In the early 17th century, Shah Abbas I, known as Abbas the Great, of the Safavid Dynasty, set to work creating a showpiece in Isfahan. He built the country's most famous mosques, including the stunning Imam Mosque, and the Ali Kapu Palace. The river filled the fountains outside the palace and the mosques, and irrigated their gardens.
Shah Abbas and his son also built lovely bridges to arch over the Zaindeh-Rud. The Khaju Bridge, constructed in 1650, is essentially a brick bridge on a stone dam, with 24 arches. Sluice gates were built to raise the water level to irrigate fields. The shah even had rooms within the bridge painted and tiled as a retreat for him and his court.

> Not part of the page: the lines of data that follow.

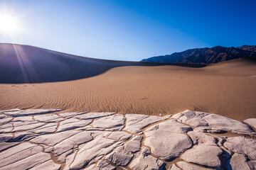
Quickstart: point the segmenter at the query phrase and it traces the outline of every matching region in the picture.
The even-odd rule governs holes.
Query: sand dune
[[[106,64],[113,64],[109,62]],[[91,68],[95,69],[95,61],[92,63]],[[75,64],[73,67],[75,69]],[[47,68],[45,70],[50,72]],[[58,78],[59,73],[50,73],[52,77]],[[191,109],[243,120],[256,118],[254,75],[255,62],[247,60],[201,68],[110,67],[101,74],[73,81],[1,84],[0,110],[58,108],[65,111],[166,115]]]
[[[122,66],[180,65],[114,61],[79,57],[28,45],[0,43],[0,83],[42,83],[94,76]]]

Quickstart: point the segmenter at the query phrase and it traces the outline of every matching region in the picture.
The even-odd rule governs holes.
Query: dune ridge
[[[68,60],[63,60],[63,68],[75,68],[72,61],[70,65],[66,65],[65,62],[70,62],[71,57],[68,57]],[[60,56],[47,57],[50,57],[48,62],[63,61]],[[80,58],[73,58],[76,57]],[[87,65],[90,63],[89,59],[83,60]],[[86,69],[97,71],[98,68],[95,67],[100,64],[95,62],[97,60],[92,60],[92,67]],[[80,62],[78,61],[77,64]],[[114,64],[110,61],[100,61]],[[72,81],[2,83],[0,110],[58,108],[65,111],[167,115],[190,109],[215,113],[238,120],[256,118],[255,60],[238,59],[203,67],[154,66],[110,67],[101,74],[79,79],[72,77],[72,74],[75,74],[73,72],[69,77],[76,80]],[[60,73],[48,68],[44,70],[46,72],[41,74],[53,79]],[[1,78],[16,76],[1,73]]]

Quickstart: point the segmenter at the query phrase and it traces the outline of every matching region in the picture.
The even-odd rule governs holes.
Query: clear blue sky
[[[139,61],[189,48],[256,45],[256,1],[0,0],[20,30],[0,42]],[[1,27],[0,23],[0,27]]]

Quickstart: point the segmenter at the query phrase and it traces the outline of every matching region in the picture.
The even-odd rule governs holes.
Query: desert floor
[[[256,118],[255,75],[255,63],[239,60],[203,68],[119,67],[75,81],[1,84],[0,110],[166,115],[191,109],[243,120]]]

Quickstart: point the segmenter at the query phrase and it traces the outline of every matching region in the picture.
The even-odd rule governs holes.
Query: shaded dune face
[[[27,45],[0,44],[0,83],[69,81],[94,76],[116,67],[165,64],[170,65],[92,59]],[[204,66],[180,65],[192,67]]]

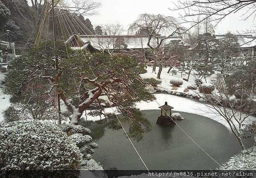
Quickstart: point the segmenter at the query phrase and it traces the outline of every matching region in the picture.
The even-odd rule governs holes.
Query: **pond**
[[[141,112],[152,129],[143,134],[142,140],[132,141],[149,170],[209,170],[218,167],[177,125],[165,127],[157,124],[160,110]],[[203,116],[178,112],[184,120],[177,120],[177,124],[220,164],[241,151],[235,136],[223,125]],[[127,120],[123,118],[121,121],[128,130]],[[93,158],[105,170],[145,170],[122,129],[109,128],[103,122],[93,123],[88,127],[99,144]],[[244,141],[246,148],[254,143],[252,138]]]

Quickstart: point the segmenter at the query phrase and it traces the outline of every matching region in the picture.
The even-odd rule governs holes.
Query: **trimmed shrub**
[[[13,106],[9,106],[4,110],[3,115],[6,122],[18,121],[20,119],[20,111],[16,110]]]
[[[162,82],[159,80],[157,80],[154,78],[148,78],[144,79],[143,81],[145,82],[149,83],[153,87],[157,87],[157,85],[161,84]]]
[[[232,156],[219,167],[221,170],[255,170],[256,146],[253,146]]]
[[[187,88],[189,89],[189,90],[196,90],[197,87],[195,85],[191,85],[188,86]]]
[[[184,120],[183,117],[182,117],[180,114],[178,113],[173,113],[172,114],[172,117],[174,119]]]
[[[199,91],[205,94],[211,93],[215,89],[214,85],[209,83],[203,83],[198,87]]]
[[[203,84],[202,79],[197,79],[195,80],[195,83],[196,86],[198,87]]]
[[[184,92],[188,92],[189,91],[189,90],[187,88],[185,88],[183,91],[184,91]]]
[[[236,98],[239,99],[241,99],[242,98],[245,99],[248,98],[248,95],[244,90],[243,90],[239,89],[235,91],[234,93],[234,95],[236,96]]]
[[[172,88],[172,90],[177,90],[177,89],[178,89],[178,88],[177,87],[176,87],[176,86],[174,86]]]
[[[0,128],[0,170],[78,170],[81,154],[57,126],[18,121]]]
[[[183,83],[183,81],[180,79],[174,78],[170,80],[170,83],[172,85],[172,86],[179,87]]]
[[[0,72],[3,72],[3,73],[6,72],[7,71],[7,69],[4,67],[0,67]]]

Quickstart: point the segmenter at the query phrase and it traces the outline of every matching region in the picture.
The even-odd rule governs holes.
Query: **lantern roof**
[[[169,106],[168,105],[167,105],[167,102],[166,102],[164,105],[158,107],[158,108],[160,109],[163,109],[164,110],[167,110],[173,109],[174,107],[172,107],[172,106]]]

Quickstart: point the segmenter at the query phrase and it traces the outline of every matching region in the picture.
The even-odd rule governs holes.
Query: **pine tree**
[[[3,30],[3,24],[9,20],[11,13],[10,10],[0,0],[0,31]]]
[[[203,82],[202,81],[202,79],[197,79],[195,80],[195,85],[199,87],[201,85],[203,84]]]

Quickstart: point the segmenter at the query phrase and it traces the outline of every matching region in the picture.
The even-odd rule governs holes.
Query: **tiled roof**
[[[113,49],[115,42],[116,38],[118,37],[124,39],[124,42],[127,45],[127,48],[129,49],[149,48],[147,45],[149,38],[148,36],[80,35],[80,37],[84,42],[87,43],[89,42],[94,48],[100,50]],[[161,40],[165,37],[160,37],[159,39],[159,40]],[[165,43],[168,43],[170,41],[175,40],[180,40],[184,42],[181,37],[171,37],[166,39],[165,40]],[[153,38],[151,40],[150,45],[153,47],[156,46],[157,45],[156,38]],[[81,48],[82,48],[83,47]]]

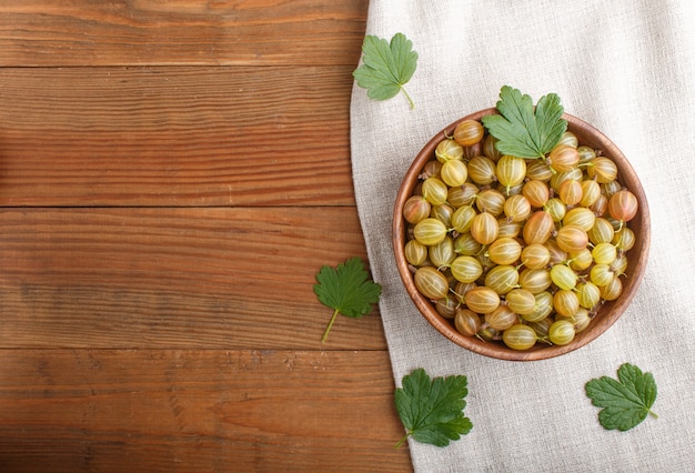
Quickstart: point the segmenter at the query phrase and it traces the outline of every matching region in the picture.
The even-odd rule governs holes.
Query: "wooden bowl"
[[[577,333],[574,340],[566,345],[536,343],[535,346],[530,350],[516,351],[507,348],[502,342],[485,342],[476,336],[465,336],[461,334],[454,326],[453,320],[449,320],[440,315],[434,309],[432,302],[423,296],[415,288],[413,273],[409,269],[409,263],[405,260],[404,254],[409,223],[402,217],[402,209],[407,198],[413,194],[413,190],[419,182],[419,174],[421,173],[422,168],[429,160],[434,158],[434,150],[437,143],[442,141],[445,135],[453,135],[454,129],[463,120],[480,120],[482,117],[493,113],[497,113],[496,109],[481,110],[455,121],[442,130],[442,132],[437,133],[415,157],[415,160],[410,167],[405,178],[403,179],[403,183],[399,189],[394,205],[393,246],[395,262],[405,289],[417,310],[427,320],[427,322],[430,322],[430,324],[432,324],[440,333],[453,343],[475,353],[501,360],[533,361],[550,359],[577,350],[600,336],[611,325],[613,325],[613,323],[615,323],[623,312],[625,312],[625,309],[635,296],[637,288],[639,286],[644,275],[649,250],[649,210],[647,200],[637,174],[621,150],[618,150],[618,148],[613,144],[608,138],[588,123],[565,113],[563,118],[567,121],[567,130],[577,137],[580,144],[602,150],[603,155],[612,158],[618,169],[617,180],[623,184],[623,187],[633,192],[638,200],[639,210],[635,218],[628,223],[629,228],[635,233],[635,244],[627,253],[628,265],[625,271],[625,276],[623,276],[622,280],[623,292],[615,301],[603,303],[588,328]]]

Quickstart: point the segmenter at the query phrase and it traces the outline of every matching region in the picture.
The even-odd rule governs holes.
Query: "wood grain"
[[[351,71],[0,69],[0,204],[354,205]]]
[[[4,1],[0,64],[355,64],[366,7],[366,0]]]
[[[319,343],[353,208],[4,209],[0,248],[3,348],[385,348],[376,310]]]
[[[381,351],[6,352],[0,465],[410,471],[389,366]]]
[[[0,471],[412,471],[350,161],[367,0],[0,2]]]

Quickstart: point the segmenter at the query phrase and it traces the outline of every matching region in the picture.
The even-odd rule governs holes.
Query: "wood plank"
[[[2,209],[0,346],[384,350],[315,274],[366,261],[354,208]]]
[[[354,64],[367,0],[0,2],[0,64]]]
[[[353,205],[351,70],[0,69],[0,205]]]
[[[3,471],[412,471],[381,351],[21,350],[0,380]]]

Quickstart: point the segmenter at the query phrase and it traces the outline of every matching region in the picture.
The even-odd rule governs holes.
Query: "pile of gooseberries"
[[[532,160],[495,143],[477,120],[443,135],[402,209],[405,259],[461,334],[565,345],[623,291],[637,198],[570,131]]]

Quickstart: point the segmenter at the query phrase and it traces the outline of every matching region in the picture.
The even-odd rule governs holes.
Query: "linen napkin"
[[[689,0],[371,0],[366,33],[402,32],[420,59],[404,95],[353,89],[357,210],[396,385],[416,368],[469,379],[469,435],[410,441],[420,472],[684,472],[695,469],[695,11]],[[355,64],[356,67],[357,64]],[[393,262],[391,219],[420,149],[454,120],[494,107],[502,85],[534,102],[557,93],[602,130],[644,184],[648,266],[626,313],[601,338],[547,361],[467,352],[416,311]],[[584,384],[625,362],[653,373],[658,395],[627,432],[604,430]]]

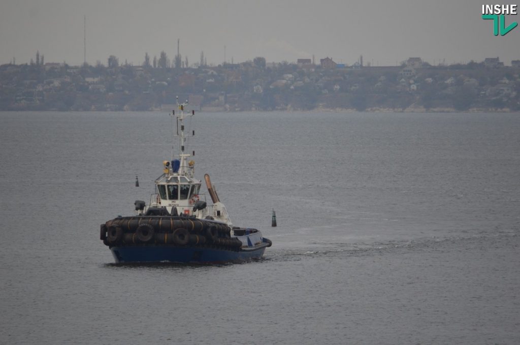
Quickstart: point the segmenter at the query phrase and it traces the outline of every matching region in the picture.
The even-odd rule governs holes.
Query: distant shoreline
[[[58,109],[46,109],[46,110],[0,110],[1,113],[169,113],[171,111],[166,109],[154,109],[146,111],[106,111],[106,110],[58,110]],[[244,110],[229,111],[225,109],[217,110],[214,108],[211,109],[204,109],[203,107],[202,110],[196,111],[197,113],[203,113],[206,114],[211,113],[228,113],[228,114],[240,114],[240,113],[344,113],[346,114],[397,114],[397,113],[408,113],[408,114],[479,114],[479,113],[497,113],[500,114],[520,114],[520,112],[513,111],[505,108],[501,109],[484,109],[473,108],[465,111],[458,111],[453,108],[433,108],[431,109],[425,109],[422,107],[409,107],[406,109],[392,109],[389,108],[372,108],[366,109],[362,111],[356,110],[352,108],[317,108],[311,110],[298,110],[298,109],[275,109],[272,111],[265,110]]]

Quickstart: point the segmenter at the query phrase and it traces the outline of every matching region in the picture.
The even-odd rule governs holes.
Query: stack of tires
[[[101,225],[100,238],[109,246],[164,244],[239,251],[242,242],[226,224],[183,216],[119,217]]]

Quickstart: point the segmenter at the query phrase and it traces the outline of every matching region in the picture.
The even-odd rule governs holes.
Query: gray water
[[[520,343],[519,114],[192,121],[263,260],[112,263],[99,224],[149,200],[167,114],[0,113],[0,343]]]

Over time the bridges became romantic gathering places for regular folk, too. Their arches provided perfect cover for lovers or children playing hide-and-seek. In the teahouses tucked in caverns under the bridge, men smoked water pipes and contemplated the passage of time and water.
They still come to smoke, but they no longer bother looking out at where the river was. The teahouse owners watched Zaindeh-Rud sink day by day, thinning in some patches more quickly, like a man losing his hair, until the riverbed was completely bald.
Now the bridges seem like redundancies, crossing over a stretch of land that people just walk across. "The bridges have no meaning," said Mr. Dadavi.
There are also worries that the bridges, constructed to be lubricated by water, may crumble.
Drought is certainly the most to blame for the river's disappearance. Poor water management, with much of the water used for irrigation lost through poor pipes and drainage, has not helped.
But residents seeking a scapegoat easier to punish than Mother Nature have settled on their president, Mohammad Khatami. They accuse him of diverting the river to his home province, Yezd.
When Mr. Khatami ran for re-election in June, this city, which has turned out in large numbers for reformist politicians in the past, largely stayed home. The reason, everyone agrees, was the river.
Mr. Khatami's allies defend him. "People are mistaken that the water has been diverted to other places," said Rajabali Mazroui, a member of Parliament from Isfahan. "The problem is a shortage of water, which is due to the shortage of rainfall."
But in the spring of 2000, Mr. Khatami did happen to inaugurate, proudly, what officials called the largest irrigation project in the Middle East a 200-mile pipeline designed to send water from Zaindeh- Rud to Yezd.
Whether or not the pipeline bears any blame for the dry mockery that now runs through their city's midst, many of Isfahan's residents have decided it does.
Of course Mr. Khatami had diverted the river, said Abas Nikbakht, a cabdriver in Isfahan. A former president, Ali Akbar Hashemi Rafsanjani, had done the same, sending water to his hometown, Kerman.
"And if I were president," Mr. Nikbakht said, "I would have done the same for Isfahan."